But Assassins Against does not only attempt to produce a meta narrative that gives a rationale and context for these anarchists. At the book’s inception, in fact, Pernicone was studying the attentatori more as characters, individuals with interesting biographies, than facilitators of a historical analysis. Pernicone, a recognized expert in the field of Italian anarchism, began the research as a continuation of his 1993 monograph, Italian Anarchism, 1864-1892, in which he identified six key figures of post-1992 Italian anarchism and centered his research around these men rather than any particular thesis. Ottanelli called Pernicone a story teller, and excerpts from the books are testament to this, with engaging description detailing the lives of these men. We learn, for example, that Sante Cesario, the man who would go on to assassinate French president Marie François Sadi Carnot, was an “exceedingly generous” man who abstained from smoking, drinking, and sex (until he could find the right woman). An anecdote of Cesario recounts that he was walking along the streets of frigid Milan when he came across an elderly woman freezing outside a posh hotel where she had been stationed as a lookout for thieves. Conscious of his own widowed mother, he pressed coins into the woman’s hand and, reportedly, said that “a society that permits such infamy deserves no pity.” Through these vivid and incredibly detailed accounts, the perpetrators of “propaganda of the deed” transcend their anarchism, or, perhaps, are reduced to their individual humanism, and become recognizable characters attempting to react to the unfair and sometimes desperate conditions of existence.
Before Pernicone passed in 2013, he told Ottanelli that he was now in charge of finishing the book if he did not want “ten years of research to go to waste.” Ottanelli accepted the challenge, first entering the mindset of Pernicone by going through his 700-page manuscript and the many notes he left behind, and then adding an introduction, conclusion, and connecting thread throughout his work.

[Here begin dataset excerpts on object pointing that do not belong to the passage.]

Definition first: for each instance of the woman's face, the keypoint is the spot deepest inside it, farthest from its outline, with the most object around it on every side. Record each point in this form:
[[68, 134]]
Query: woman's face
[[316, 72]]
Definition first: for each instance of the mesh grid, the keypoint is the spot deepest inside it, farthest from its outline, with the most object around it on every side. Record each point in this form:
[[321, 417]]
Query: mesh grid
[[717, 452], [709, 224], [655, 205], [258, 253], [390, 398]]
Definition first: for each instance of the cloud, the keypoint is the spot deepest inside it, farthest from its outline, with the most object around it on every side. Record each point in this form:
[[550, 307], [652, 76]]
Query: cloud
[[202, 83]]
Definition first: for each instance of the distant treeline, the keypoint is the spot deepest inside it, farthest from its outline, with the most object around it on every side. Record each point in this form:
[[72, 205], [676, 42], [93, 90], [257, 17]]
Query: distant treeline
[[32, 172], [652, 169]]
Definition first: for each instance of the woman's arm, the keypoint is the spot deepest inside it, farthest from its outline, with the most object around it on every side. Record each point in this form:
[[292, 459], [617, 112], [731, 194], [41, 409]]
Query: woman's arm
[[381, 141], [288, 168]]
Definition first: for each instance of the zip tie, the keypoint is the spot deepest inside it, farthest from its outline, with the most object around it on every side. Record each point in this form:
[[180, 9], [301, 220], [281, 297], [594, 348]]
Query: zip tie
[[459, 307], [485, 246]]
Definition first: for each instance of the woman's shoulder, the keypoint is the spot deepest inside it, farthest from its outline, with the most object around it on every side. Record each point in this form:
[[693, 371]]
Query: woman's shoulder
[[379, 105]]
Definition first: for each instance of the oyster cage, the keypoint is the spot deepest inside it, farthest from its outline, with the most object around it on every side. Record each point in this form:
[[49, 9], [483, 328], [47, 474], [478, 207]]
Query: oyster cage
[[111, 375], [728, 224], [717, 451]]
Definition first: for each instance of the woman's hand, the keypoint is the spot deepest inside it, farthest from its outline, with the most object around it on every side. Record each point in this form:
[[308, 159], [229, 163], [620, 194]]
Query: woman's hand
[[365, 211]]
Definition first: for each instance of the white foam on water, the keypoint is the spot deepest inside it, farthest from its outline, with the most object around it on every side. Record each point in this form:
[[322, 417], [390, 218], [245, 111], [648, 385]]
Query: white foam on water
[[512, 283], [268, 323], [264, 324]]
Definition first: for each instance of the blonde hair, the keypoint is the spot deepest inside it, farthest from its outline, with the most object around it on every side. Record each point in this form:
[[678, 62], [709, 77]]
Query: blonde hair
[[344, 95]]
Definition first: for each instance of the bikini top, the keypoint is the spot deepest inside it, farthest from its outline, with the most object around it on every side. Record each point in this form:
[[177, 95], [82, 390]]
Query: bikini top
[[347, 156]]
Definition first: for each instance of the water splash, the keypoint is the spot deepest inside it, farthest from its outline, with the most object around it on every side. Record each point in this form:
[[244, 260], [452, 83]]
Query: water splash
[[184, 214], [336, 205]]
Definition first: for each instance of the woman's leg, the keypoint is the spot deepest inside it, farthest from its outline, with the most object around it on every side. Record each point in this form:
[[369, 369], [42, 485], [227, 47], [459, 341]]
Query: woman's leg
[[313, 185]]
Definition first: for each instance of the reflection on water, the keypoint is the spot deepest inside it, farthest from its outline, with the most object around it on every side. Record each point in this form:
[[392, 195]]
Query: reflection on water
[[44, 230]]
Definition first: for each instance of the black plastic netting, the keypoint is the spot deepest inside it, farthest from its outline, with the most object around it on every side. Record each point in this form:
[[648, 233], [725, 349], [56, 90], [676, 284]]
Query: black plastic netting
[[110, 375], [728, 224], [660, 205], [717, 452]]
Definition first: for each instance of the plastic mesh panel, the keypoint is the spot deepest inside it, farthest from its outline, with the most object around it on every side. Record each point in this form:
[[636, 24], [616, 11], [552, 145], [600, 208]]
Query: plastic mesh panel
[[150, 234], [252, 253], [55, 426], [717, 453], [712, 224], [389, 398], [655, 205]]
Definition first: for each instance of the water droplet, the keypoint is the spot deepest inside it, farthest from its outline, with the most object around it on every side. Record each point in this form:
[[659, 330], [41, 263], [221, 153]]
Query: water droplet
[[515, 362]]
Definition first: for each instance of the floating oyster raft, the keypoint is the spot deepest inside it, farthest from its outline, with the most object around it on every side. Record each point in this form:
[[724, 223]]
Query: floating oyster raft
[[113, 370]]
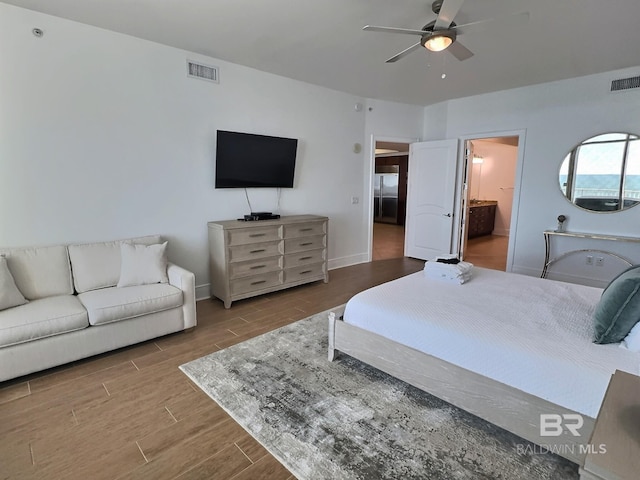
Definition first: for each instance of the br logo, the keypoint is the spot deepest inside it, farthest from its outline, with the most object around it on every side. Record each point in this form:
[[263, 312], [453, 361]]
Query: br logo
[[553, 424]]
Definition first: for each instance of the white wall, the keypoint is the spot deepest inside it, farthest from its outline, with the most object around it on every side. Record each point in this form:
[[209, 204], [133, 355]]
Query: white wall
[[555, 116], [103, 136]]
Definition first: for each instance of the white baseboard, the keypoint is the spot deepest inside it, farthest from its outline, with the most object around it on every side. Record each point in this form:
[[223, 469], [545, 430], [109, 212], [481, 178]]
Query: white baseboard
[[202, 292]]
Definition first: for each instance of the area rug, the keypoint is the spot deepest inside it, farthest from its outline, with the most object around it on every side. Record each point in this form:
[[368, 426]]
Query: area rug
[[347, 420]]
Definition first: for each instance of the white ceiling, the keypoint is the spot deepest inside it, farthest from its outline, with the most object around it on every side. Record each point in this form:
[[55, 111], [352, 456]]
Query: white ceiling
[[322, 41]]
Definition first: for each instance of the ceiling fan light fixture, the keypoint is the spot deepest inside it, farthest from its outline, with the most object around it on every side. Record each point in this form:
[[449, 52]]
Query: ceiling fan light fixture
[[438, 42]]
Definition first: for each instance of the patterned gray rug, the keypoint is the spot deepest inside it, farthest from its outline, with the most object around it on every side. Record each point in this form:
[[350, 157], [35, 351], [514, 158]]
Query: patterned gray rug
[[346, 420]]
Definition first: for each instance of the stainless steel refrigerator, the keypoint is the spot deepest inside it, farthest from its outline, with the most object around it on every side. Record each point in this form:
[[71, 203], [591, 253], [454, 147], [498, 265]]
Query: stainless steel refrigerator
[[385, 194]]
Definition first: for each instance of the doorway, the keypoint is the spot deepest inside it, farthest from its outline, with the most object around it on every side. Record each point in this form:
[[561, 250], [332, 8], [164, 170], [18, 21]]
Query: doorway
[[390, 169], [488, 202]]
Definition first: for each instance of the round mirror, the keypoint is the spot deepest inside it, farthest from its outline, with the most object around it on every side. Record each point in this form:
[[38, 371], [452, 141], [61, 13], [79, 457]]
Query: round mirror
[[602, 174]]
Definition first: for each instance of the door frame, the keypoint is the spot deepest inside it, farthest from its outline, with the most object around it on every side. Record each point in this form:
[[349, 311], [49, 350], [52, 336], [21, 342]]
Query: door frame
[[370, 169], [517, 183]]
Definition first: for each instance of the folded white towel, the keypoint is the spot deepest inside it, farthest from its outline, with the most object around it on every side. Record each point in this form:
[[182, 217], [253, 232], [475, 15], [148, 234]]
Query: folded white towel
[[448, 277], [459, 268], [452, 272]]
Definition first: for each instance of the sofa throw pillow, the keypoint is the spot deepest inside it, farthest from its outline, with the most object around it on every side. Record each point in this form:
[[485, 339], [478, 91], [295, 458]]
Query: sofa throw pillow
[[143, 264], [619, 307], [10, 296]]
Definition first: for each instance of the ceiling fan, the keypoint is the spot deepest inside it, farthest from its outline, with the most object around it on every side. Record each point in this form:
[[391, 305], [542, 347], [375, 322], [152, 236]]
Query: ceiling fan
[[441, 33]]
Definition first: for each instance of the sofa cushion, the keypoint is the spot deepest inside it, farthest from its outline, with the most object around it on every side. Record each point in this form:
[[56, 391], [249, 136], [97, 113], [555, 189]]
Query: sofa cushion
[[10, 296], [40, 271], [143, 264], [41, 318], [113, 304], [97, 265]]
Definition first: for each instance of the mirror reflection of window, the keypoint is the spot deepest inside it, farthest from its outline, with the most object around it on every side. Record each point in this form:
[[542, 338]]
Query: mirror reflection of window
[[603, 173]]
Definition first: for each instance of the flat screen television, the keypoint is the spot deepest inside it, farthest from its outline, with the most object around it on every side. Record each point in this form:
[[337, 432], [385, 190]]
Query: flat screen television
[[247, 160]]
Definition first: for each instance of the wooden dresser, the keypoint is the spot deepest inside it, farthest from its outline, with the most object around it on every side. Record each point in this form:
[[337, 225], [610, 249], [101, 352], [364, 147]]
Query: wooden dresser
[[252, 258], [482, 215]]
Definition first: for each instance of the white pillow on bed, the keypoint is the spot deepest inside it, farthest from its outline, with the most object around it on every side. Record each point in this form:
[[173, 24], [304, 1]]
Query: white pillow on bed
[[632, 340]]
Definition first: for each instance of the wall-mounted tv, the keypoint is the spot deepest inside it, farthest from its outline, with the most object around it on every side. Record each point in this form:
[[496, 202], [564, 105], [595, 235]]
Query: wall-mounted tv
[[246, 160]]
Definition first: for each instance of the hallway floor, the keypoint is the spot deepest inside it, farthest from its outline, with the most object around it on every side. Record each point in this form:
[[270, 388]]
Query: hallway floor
[[489, 251], [388, 241]]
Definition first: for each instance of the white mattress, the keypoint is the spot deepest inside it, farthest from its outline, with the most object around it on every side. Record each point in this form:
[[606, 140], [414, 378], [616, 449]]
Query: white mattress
[[530, 333]]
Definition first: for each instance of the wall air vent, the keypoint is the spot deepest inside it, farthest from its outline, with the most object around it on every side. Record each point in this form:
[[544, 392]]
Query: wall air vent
[[205, 72], [624, 84]]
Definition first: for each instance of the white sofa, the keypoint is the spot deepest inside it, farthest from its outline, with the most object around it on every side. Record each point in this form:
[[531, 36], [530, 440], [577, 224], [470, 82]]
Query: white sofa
[[74, 309]]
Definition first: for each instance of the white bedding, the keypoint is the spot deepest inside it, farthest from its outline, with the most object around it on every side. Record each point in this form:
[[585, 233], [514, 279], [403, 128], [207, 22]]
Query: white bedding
[[533, 334]]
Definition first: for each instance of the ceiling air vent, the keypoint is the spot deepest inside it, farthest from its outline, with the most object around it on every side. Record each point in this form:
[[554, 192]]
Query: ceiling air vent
[[205, 72], [624, 84]]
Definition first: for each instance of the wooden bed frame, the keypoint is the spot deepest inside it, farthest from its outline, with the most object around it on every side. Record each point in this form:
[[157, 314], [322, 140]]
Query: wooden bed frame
[[507, 407]]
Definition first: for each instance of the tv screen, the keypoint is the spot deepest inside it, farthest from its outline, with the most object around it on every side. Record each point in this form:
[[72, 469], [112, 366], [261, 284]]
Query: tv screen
[[246, 160]]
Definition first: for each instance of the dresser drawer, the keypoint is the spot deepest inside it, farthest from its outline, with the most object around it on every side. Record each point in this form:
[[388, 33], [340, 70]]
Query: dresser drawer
[[254, 234], [253, 251], [303, 272], [293, 245], [255, 282], [257, 266], [304, 258], [304, 229]]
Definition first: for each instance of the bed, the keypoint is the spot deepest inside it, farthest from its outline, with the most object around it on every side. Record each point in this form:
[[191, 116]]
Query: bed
[[503, 346]]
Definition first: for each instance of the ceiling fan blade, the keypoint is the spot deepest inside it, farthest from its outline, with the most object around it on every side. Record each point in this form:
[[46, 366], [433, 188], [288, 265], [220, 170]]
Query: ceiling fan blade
[[448, 11], [373, 28], [404, 53], [516, 19], [459, 51]]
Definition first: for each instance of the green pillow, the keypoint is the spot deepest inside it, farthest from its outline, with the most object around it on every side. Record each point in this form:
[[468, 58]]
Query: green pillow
[[619, 307]]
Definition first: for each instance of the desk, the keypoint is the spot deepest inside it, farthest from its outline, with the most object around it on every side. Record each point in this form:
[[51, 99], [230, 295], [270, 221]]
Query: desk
[[548, 234]]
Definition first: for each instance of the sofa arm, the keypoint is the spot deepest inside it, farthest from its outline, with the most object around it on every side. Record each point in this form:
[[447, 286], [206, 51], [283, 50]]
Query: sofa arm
[[185, 281]]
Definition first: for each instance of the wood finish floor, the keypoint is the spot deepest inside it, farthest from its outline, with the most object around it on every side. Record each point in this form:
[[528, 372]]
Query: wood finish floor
[[131, 414], [488, 251]]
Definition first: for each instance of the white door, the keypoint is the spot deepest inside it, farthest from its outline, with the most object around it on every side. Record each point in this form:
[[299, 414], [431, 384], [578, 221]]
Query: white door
[[430, 198]]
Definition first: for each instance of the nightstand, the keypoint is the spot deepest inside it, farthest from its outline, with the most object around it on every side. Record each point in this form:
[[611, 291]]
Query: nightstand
[[614, 448]]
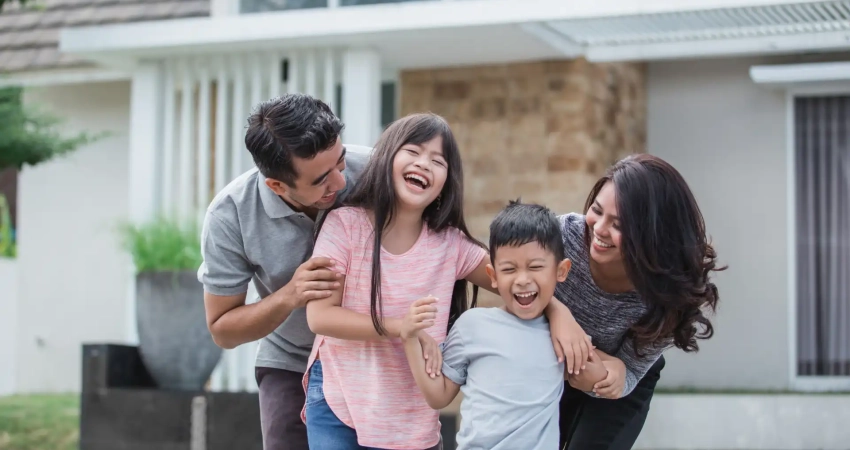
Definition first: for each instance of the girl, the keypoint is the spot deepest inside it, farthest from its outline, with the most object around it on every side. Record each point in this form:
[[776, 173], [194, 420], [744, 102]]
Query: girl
[[401, 237], [639, 284]]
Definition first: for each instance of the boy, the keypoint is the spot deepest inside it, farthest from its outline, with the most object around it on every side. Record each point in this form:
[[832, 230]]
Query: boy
[[502, 358]]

The reflections the book presents, especially at the end, articulate important questions for our time as well. The form of political violence practiced by the Italian anarchists is identified as falling under the Italian tradition of tyrannicide, i.e. the killing of a despot for the common good. In a sense these “assassins” can also be seen as “giustizieri,” or “avenging executioner[s] who [exact] retributive justice for the victims of state violence and oppression.” This definition is contrasted explicitly with that for terrorism, which the anarchists are often accused of, and is defined instead as a “violent act committed against unknown people without distinguishing between the innocent and the guilty.” Italian giustizieri of the fin de siècle were very conscious of the political identities and symbolism of their targets – thus when Gaetano Bresci, who assassinated King Umberto I of Italy, was accused, he claimed: “I did not kill Umberto, I killed the king.”
This conversation brings us to analyze terrorism today. For the past half-a-century, at least in the West, it has taken the form of attacks targeting civilians. In democracies, perhaps, “guilt” and “innocence” are harder to untangle among an electorate complicit in the acting government through the act of voting. Moreover, due to heightened security, it may be simply harder to reach the reigning symbols of power, which in the past could be successfully approached (and stabbed). Assassins Against is a reminder for us to adopt a contextualized approach to understanding political violence in whatever form it may take, rather than resorting to easy vilifications or glorifications. On top of this, it is a quick read due to the many intimate stories that easily guide the reader along. In this event, the Casa Italiana celebrated the importance of reassessing and questioning historical accounts – new contextualizations allow for more nuanced understandings of not only what produced our current order, but also of how it should be approached.